PETER S KINJAP
PORT MORESBY - Divine Word University community in Madang is always pleased to host its DWU Cultural Festival every year in the third week of August.
It’s a lively event with traditional songs and dances as students from all 22 provinces in PNG, Solomon Islands and Fiji take centre stage showcasing their cultures in what is something closer to a Pacific festival.
The people of Madang and visiting tourists and the growing expatriate community of Chinese, Filipinos and Europeans usually take the chance to see a sampling of the diverse cultures and traditions of Papua New Guinea and the Pacific.
Many students had their parents, guardians and extended relatives on campus to assist them with the preparations and performances as well.
The inclusion of mostly highlands parents was a testament to the level of pride and support they have for their student sons, daughters, nephews and cousins.
The highlands students usually appear more spectacular when their elders put the finishing touches on the face painting and traditional attire.
The annual festival is set by the university administration for the students to acknowledge their indigenous roots in traditional song, dance, costumes and folklore.
Former president of the Divine Word University and now PNG’s education secretary, Fr Jan Czuba, says the cultural day is not a show but a day when students are given a chance to reflect on the importance and values of the indigenous cultures of Papua New Guinea amidst the influences of modern times.
Living up to the university’s slogan ‘Valuing our Culture and Heritage through Collaboration’, students from various provinces put on a lively display of their heritage through bilas (traditional regalia) and dancing and singing at the Madang campus.
It’s a proud moment when parents and relatives to see their young ones take to the arena to promote their culture.
The event, which has now become part of the Madang calendar, is one of the national cultural festivals recognised by the government through its PNG Tourism Promotion Authority. DWU, a keen promoter of Melanesian culture, encourages students to value their traditions and heritage.
It was established as a university in 1996 (it had previously been an institute) by the government under then prime minister Sir Julius Chan.
The annual cultural event provides an avenue to bring together PNG’s shared heritage through songs, dancing and enactments of ceremonies.
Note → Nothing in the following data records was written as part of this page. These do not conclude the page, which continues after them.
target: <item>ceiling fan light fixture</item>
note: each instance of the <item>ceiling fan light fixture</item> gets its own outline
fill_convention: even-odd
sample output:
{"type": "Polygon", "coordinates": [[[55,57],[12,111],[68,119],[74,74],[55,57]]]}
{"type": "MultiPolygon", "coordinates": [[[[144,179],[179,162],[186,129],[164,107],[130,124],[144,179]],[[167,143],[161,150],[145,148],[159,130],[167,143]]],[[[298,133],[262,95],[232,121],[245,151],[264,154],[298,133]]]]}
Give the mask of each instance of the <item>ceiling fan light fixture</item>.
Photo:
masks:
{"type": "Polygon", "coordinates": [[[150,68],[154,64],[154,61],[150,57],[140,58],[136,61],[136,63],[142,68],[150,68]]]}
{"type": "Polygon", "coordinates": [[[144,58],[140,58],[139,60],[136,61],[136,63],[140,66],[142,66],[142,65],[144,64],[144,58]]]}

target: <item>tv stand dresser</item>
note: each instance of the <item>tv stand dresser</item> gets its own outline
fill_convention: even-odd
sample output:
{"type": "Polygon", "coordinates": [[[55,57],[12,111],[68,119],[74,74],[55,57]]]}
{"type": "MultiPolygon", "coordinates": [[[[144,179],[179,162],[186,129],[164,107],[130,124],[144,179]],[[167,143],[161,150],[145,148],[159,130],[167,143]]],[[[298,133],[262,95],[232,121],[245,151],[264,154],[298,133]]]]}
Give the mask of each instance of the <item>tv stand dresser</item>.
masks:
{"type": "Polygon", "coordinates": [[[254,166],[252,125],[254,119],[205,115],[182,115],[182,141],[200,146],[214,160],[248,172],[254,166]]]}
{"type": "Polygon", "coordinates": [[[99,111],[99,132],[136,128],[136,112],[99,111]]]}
Tourists will be captivated by the colours of the costumes, the differences in attire and dances you have never seen before. You can take as many photos as you like, and you might run out of space in your memory card if you don’t bring extra batteries and cards for your camera.
DWU as a tertiary institution is a special place for students from different backgrounds to come together and study and engage in peace and harmony. It is a beautiful campus, carefully tended and known as a safe, peaceful and pleasant environment in which to pursue one’s higher education.
Many times the international and local news is not good – wars, bombings, terrorism, tribal fights, rape, corruption, domestic violence…. there is too much violence. We should passionately discuss and debate the issues that face our nation, but not allow political rivalries to destroy friendship and unity.
How wonderful it is, how pleasant it is, for God’s people to live together in harmony and enjoy a festival.
Here at DWU there is a cacophony of traditional songs, kundu beats, the stirring melodies of a brass band and the police bagpipers intermingled with the applause and delighted laughter of children and the shouting of adults.
In 2016, Ramu NiCo in Madang also took the opportunity to display its project by reaching out to the general public at the DWU cultural festival. The president of Ramu NiCo, Wang Jicheng, along with other senior staff visit cultural festival to experience firsthand the unique cultures of the country while also supporting the promotional activities of their company.
"I am very excited to come here and see the different cultures of PNG as shown by the dances and the beautiful body decorations,” Mr Wang said.
Academics John Imbal and Nathaline Murki from DWU’s tourism department, in a study of the festival, are investigating aspects of its promotion, program, economic impacts and visitor demographics. The assessment will provide useful information to improve and develop the event.
The university’s Student Representative Council (SRC) cultural committee organises the festival. SRC secretary Lavina Lore, a third year tourism student, said the festival will be on 17 August this year.